- Title card
- Directed by: K. S. Ravikumar
- Screenplay by: K. S. Ravikumar
- Story by: S. Ramanath
- Produced by: S. Sivagami
- Starring: Anand Babu Keerthana Saravanan
- Cinematography: Ashok Rajan
- Edited by: K. Thanikachalam
- Music by: Deva
- Production company: Ayyannar Cine Arts
- Release date: 25 February 1993;
- Country: India
- Language: Tamil

= Suriyan Chandran =

1993 film by K. S. Ravikumar

Suriyan Chandran is a 1993 Indian Tamil-language masala film written and directed by K. S. Ravikumar from a story by S. Ramanath.

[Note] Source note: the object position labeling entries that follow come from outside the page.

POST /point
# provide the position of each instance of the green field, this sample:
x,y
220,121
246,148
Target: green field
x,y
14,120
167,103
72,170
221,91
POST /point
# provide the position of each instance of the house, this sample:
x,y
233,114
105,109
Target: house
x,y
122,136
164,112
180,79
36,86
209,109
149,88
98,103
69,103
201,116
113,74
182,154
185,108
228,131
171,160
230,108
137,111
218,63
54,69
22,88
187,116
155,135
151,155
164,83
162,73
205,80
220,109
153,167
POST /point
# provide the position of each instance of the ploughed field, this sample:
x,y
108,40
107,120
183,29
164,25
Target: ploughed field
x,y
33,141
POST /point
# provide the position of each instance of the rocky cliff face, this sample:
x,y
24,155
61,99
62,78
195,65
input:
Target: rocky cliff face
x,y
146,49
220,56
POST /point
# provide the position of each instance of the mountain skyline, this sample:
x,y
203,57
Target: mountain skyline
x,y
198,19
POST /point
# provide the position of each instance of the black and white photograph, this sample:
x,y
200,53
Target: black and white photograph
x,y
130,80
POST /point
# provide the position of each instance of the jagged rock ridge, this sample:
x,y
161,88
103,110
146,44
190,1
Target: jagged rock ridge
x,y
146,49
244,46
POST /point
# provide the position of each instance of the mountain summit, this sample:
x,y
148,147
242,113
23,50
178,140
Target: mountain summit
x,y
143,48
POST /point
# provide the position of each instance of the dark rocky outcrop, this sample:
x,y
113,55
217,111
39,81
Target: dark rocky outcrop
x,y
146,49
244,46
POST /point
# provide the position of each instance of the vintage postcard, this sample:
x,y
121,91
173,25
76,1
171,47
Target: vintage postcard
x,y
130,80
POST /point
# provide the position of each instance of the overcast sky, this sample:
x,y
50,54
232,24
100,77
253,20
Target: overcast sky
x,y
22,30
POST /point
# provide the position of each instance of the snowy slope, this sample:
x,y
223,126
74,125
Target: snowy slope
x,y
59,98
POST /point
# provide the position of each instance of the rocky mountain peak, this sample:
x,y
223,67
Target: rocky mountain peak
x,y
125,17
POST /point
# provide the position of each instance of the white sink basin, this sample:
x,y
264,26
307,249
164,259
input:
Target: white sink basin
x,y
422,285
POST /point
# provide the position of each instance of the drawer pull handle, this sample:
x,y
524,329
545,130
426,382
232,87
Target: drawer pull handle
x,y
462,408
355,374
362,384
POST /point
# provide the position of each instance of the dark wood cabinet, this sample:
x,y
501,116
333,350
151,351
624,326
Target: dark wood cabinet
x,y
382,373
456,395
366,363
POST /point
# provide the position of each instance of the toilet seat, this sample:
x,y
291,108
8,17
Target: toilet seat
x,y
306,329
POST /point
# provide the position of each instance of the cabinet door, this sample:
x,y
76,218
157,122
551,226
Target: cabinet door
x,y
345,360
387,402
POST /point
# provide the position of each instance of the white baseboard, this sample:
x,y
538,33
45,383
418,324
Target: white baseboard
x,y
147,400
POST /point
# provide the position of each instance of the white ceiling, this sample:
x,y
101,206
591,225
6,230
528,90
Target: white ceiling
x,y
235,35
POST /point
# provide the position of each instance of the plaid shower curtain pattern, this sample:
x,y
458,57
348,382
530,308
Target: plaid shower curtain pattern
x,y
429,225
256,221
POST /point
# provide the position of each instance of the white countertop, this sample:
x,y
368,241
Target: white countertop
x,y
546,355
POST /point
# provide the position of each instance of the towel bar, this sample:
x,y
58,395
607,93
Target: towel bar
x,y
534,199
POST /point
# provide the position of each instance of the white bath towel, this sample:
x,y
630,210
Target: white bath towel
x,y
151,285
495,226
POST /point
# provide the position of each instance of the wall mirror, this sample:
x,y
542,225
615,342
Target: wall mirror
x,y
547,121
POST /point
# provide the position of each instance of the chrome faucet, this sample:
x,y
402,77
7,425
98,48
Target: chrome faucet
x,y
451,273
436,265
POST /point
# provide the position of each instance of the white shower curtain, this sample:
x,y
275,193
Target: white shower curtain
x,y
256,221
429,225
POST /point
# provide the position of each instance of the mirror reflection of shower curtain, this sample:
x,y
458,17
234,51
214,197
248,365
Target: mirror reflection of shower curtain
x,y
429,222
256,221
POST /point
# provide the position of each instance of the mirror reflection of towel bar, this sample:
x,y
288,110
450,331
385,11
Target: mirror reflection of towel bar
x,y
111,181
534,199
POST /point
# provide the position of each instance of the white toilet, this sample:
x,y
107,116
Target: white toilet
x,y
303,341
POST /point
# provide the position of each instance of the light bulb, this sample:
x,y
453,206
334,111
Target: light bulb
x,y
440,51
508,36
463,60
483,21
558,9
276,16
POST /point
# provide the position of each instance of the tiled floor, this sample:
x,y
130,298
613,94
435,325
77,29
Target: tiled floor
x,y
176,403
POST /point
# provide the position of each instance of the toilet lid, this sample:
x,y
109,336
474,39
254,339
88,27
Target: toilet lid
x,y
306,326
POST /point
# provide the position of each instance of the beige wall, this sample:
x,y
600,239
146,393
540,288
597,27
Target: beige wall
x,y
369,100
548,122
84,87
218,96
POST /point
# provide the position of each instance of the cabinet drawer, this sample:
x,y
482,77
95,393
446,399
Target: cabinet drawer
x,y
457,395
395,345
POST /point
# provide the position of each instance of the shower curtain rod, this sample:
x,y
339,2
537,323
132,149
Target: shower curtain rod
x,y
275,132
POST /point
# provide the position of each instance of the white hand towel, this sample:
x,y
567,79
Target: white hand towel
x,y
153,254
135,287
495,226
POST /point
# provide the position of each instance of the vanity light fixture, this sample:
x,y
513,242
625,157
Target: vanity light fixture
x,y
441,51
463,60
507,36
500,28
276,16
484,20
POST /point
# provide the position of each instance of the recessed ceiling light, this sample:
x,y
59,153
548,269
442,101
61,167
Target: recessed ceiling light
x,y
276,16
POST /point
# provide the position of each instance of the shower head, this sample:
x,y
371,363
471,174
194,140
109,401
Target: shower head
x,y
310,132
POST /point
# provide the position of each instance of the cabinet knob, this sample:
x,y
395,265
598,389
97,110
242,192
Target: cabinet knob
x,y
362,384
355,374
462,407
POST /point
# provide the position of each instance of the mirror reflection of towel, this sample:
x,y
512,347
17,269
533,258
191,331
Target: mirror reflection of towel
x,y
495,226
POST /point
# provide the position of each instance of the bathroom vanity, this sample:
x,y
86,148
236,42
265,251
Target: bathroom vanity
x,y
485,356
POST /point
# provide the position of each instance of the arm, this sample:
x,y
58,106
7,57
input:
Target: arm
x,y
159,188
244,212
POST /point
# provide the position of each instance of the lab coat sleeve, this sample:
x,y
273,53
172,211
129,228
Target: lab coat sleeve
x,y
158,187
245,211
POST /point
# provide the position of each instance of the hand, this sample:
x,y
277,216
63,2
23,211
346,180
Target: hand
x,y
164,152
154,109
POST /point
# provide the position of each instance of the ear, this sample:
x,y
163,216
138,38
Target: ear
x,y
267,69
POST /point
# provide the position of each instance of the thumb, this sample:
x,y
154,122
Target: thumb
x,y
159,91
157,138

The film stars Anand Babu, Keerthana and Saravanan. It was released on 25 February 1993.

== Soundtrack ==
The music was composed by Deva and lyrics written by Kalidasan.

Track listing
| No. | Title | Singer(s) | Length |
|---|---|---|---|
| 1. | "Thennanthoppu Malai Oram" | Mano, K. S. Chithra |  |
| 2. | "Oh Keerthana" | S. P. Balasubrahmanyam, K. S. Chithra |  |
| 3. | "Saathi Ennada Saathi" | Malaysia Vasudevan, Mano |  |
| 4. | "Vedanthangalil Oru Penpura" | S. P. Balasubrahmanyam, K. S. Chithra |  |
| 5. | "Kanni Theevu" | Malaysia Vasudevan, Mano, K. S. Chithra |  |
| 6. | "Thalaiva Nalama" | Deva, Mano, Malkudi Subha |  |

== Critical reception ==
Ayyappa Prasad of The Indian Express wrote, "Sooriyan Chandran has an interesting storyline marked by good performances by Anand Babu and Saravanan in the main roles". Kalki called it a routine masala fare, but the way it was presented was brand new.